Thiago was applauded for his intention, without waiting for the execution, as had only been seen before with Iván de la Peña, two midfielders who have gotten the public out of their seats to applaud and the coaches on their bench to complain about the risk taken – nobody was more irritated by a loss than Van Gaal. The artist Thiago visualised the play before anyone else, he oriented himself and anticipated, he matched his sinewy body to the rhythm of the ball, he moved with constant energy and his catalogue of technical resources was so admirable – controls, turns, hits – that he did not allow the innocuous pass but rather a brilliant one, as if it were a goal, so that it was or it was not, without half measures, demanding of himself like no other footballer since his beginnings at La Masia. Nobody doubted his talent and daring, but the problem was in the continuity, conditioned by technical decisions and injuries: Thiago played against Thiago.
“As youth players, we train to be able to reach the first team and, once you have achieved that, it is about being a protagonist, to the point that if you don’t see it possible you look to see if other doors open,” he confessed after leaving the Barça club in 2013. Thiago had a signed contract with a 90 million release clause that rose to 18 million if he did not play 60% of the games with Barça. Thiago went from playing 63% of the games to 47% in his last season, with the approval of the Barça club, and found an optimal exit at Bayern Munich, where he was coached by one of his trusted coaches, Guardiola. The transfer was closed for 25 million and the competitive Thiago, the 15th player in the Barcelona squad, reached his peak during seven seasons in Bavaria with Guardiola, Ancelotti and Flick.

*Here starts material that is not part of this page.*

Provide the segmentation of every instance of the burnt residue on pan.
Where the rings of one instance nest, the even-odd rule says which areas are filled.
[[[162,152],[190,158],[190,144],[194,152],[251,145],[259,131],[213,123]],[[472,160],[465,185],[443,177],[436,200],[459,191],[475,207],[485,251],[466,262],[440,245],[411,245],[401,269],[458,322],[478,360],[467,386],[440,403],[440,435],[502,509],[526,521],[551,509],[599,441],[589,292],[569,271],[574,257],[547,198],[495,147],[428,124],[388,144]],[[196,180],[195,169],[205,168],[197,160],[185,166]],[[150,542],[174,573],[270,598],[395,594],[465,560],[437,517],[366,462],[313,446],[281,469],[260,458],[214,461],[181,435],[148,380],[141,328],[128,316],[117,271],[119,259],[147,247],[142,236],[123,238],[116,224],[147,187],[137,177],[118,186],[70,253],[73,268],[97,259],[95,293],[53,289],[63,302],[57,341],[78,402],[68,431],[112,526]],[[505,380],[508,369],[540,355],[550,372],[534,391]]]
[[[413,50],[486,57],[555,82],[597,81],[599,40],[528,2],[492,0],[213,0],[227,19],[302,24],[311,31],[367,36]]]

“Football is a global language,” he admitted in an interview with EL PAÍS, after praising Ancelotti – “it’s freedom; he never speaks in vain” – and Guardiola: “He taught me positional play, to then understand constant mobility, always from passion and commitment,” added Thiago, especially happy later with Flick in Portugal when they won that Champions League in which they started by beating Barça (2-8). It is not ruled out that both will meet again now at the Barça club and Thiago will begin his career as a coach as Flick’s assistant. His time as a player is over at Liverpool, the club he left as continental champion in 2020, seduced by Klopp and after paying more than 20 million to Bayern. The physical ordeal prevented him from being a regular at Anfield.
“I have never enjoyed football as much as when I was a child,” Thiago once reflected. “Football for me is a responsible pastime,” concluded the player, brother of Rafinha, son of Mazinho. “My father was very reliable, he had an incredible pass and I have not seen anyone with his sense of defence or his tactical rigour,” defined Thiago himself, who never acted against his own nature, footballing and now physical, overcome by pain and also knowing that he can no longer compete to polish a career that, in any case, will always be presided over by an intangible trophy: the quality of his football.